Monday’s bluejayblog featured four pieces of Shawnee pottery. Today I can show you how they’re used. At least how I use them. Some folks just clean up a vase or a planter then place it on a shelf. If the piece is delicate art pottery, I might do the same. However, I’d rather place something inside of the pot.
In the case of Shawnee, I picture a middle class or working class hobbyist of a bygone era using the vase to display some flowers. I doubt that folks just stopped at the local Woolworth’s, bought a planter, then placed it, empty, on a shelf.
This basketweave pattern urn planter with the confetti finished glaze might have been the choice of a florist from the late 1950s. In this case, my version of a 1950s style hospitality arrangement seems just the thing for the mid century piece. In fact, this would make a pleasing, cost effective, gift these days.
Wallpocket vases can be a bit tricky. The point is to have something eye-catching to adorn a wall. It can’t be too flashy or the householder will soon tire of it. Too drab, and it will be overlooked. I went for a modified floral spray, using plenty of evergreen sprigs. The poppy seems a bit bright from the strobe flash of my camera, but in normal room light, it comes off quite well. This bow styled piece could work well in a traditional 1950s or 1940s retro style room. I don’t think it would look good in a retro atomic or space age 1950s room.
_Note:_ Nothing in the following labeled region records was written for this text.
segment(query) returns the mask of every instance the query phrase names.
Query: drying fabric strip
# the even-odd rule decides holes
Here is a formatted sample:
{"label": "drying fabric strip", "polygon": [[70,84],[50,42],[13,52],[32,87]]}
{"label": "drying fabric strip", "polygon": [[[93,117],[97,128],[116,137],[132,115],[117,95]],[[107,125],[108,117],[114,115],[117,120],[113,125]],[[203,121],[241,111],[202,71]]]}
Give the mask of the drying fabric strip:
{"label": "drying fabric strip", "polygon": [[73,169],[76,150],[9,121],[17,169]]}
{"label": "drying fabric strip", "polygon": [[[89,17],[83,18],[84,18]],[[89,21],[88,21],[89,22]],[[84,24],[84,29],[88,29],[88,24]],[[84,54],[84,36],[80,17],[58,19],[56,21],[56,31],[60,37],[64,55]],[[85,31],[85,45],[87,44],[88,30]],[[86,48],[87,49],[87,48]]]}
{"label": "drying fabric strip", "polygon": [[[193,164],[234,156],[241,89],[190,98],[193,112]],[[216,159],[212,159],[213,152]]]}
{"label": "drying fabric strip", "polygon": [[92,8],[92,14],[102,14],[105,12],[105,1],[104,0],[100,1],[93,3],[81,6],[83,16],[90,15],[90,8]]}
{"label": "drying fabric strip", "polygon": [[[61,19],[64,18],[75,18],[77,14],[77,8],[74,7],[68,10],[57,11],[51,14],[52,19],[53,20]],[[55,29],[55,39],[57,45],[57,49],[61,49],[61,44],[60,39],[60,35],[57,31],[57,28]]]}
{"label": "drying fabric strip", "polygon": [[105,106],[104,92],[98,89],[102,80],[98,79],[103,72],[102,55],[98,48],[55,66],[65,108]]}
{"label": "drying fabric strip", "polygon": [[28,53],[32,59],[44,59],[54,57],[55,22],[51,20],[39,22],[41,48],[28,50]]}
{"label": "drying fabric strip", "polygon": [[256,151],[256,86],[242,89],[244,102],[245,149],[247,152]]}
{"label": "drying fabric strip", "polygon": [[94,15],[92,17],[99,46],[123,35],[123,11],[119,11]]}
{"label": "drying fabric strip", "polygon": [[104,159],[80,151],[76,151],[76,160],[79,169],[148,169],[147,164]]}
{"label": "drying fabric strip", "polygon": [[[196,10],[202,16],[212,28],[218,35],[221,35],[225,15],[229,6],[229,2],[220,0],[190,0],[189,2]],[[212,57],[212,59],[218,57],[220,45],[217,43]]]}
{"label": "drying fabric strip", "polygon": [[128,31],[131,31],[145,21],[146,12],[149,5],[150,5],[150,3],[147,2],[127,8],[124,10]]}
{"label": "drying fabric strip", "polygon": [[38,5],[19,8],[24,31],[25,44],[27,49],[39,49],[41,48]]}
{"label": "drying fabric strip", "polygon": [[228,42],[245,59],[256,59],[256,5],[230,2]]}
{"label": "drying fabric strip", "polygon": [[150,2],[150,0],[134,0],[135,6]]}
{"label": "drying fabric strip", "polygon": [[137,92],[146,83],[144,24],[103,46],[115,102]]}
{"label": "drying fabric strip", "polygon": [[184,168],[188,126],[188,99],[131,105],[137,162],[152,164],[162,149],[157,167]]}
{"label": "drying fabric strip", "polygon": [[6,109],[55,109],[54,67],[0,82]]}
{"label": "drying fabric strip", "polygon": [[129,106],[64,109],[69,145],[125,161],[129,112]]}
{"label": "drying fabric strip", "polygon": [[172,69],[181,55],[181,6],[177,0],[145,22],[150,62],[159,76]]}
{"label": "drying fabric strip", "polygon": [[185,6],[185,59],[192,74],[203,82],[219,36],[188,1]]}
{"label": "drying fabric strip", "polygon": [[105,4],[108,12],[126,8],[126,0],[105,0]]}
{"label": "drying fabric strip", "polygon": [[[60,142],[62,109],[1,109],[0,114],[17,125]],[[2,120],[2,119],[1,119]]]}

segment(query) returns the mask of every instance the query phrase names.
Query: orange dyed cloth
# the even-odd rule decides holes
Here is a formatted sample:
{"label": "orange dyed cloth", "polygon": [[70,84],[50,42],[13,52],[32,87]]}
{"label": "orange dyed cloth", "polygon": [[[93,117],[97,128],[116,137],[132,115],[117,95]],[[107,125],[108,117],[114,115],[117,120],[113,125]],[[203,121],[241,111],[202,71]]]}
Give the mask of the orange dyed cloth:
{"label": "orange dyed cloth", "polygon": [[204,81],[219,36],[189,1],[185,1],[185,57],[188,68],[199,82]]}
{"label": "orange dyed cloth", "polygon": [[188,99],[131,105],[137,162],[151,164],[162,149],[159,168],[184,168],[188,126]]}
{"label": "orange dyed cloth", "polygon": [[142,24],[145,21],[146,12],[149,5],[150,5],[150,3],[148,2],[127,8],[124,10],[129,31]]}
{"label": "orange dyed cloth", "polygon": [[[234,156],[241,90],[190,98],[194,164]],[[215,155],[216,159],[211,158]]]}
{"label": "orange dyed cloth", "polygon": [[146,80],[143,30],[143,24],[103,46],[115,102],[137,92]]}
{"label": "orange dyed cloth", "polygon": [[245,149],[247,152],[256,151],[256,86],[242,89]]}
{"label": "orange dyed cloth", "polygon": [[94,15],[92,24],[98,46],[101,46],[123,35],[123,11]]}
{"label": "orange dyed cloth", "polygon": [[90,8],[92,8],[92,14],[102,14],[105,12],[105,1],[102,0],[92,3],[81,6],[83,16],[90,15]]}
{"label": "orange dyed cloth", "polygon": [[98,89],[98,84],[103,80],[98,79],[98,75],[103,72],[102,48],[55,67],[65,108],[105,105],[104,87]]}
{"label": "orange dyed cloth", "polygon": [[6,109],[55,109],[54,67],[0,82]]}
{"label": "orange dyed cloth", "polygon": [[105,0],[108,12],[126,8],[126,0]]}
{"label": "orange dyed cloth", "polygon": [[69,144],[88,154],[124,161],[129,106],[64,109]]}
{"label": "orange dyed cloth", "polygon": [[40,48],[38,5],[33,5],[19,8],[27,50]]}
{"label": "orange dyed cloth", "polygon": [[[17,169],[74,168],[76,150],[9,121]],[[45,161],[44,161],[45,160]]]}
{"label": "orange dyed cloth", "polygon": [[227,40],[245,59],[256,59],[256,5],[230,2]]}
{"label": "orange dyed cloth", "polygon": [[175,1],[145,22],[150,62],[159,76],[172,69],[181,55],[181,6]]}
Maybe something styled like a boomerang shape filled with painted dry plantings. I need to find something like that.
Meanwhile, I do have a textured white with pink lined atomic styled Shawnee planter. Going with the retro-modern effect, a simple cushion cactus was my choice. The planter is deep enough for the cactus’ root system yet the “Y” shape frames the plant perfectly. I want to mention that you should use a plastic liner when using vintage pottery. The liner protects the glaze from the soil and water. Plus any seepage due to microscopic crazing is stopped; protecting your furniture.
Finally the smooth pink with random lines on the long atomic planter inspired me to do some extra homework. I wanted an arrangement with a 1950s radical avant-garde flare. My version of a 50s chic, tropical themed planting works with the size and proportions of the planter. I couldn’t resist posing a small 1950s crouching panther figurine with the finished arrangement. Are you inspired to try something like this too?
Many Shawnee pieces can be had at reasonable prices. Check estate sales, garage sales and thrift stores. There are some pricier Shawnee items as well. You might find one of them during your search. Here’s one of my all-time favorite Shawnee vases: This is a rare one, so I keep it on a wall shelf away from any possible mishap. It’s well suited to many types of treatments. Dried grasses are one way to use a mid-century cone vase.
Shawnee produced a large variety of product. You’re likely to find several of their pieces to your liking.
The Blue Jay of Happiness likes the dried grasses, too. For his nest.
Hey there – I saw the last vase in your blog post (the one with the stand). Does this vase have a name? I’ve been searching and searching for them online but can’t figure out what they’re officially called!
Thanks for noticing my favorite Shawnee piece. It’s a 12-inch cone vase in the “Elegance” line. This is an exceptionally rare vase. You might search for this or a similar one with a different glaze approach in the “Kashani” line. I acquired this by sheer luck and then much haggling. Good luck. Thanks for visiting.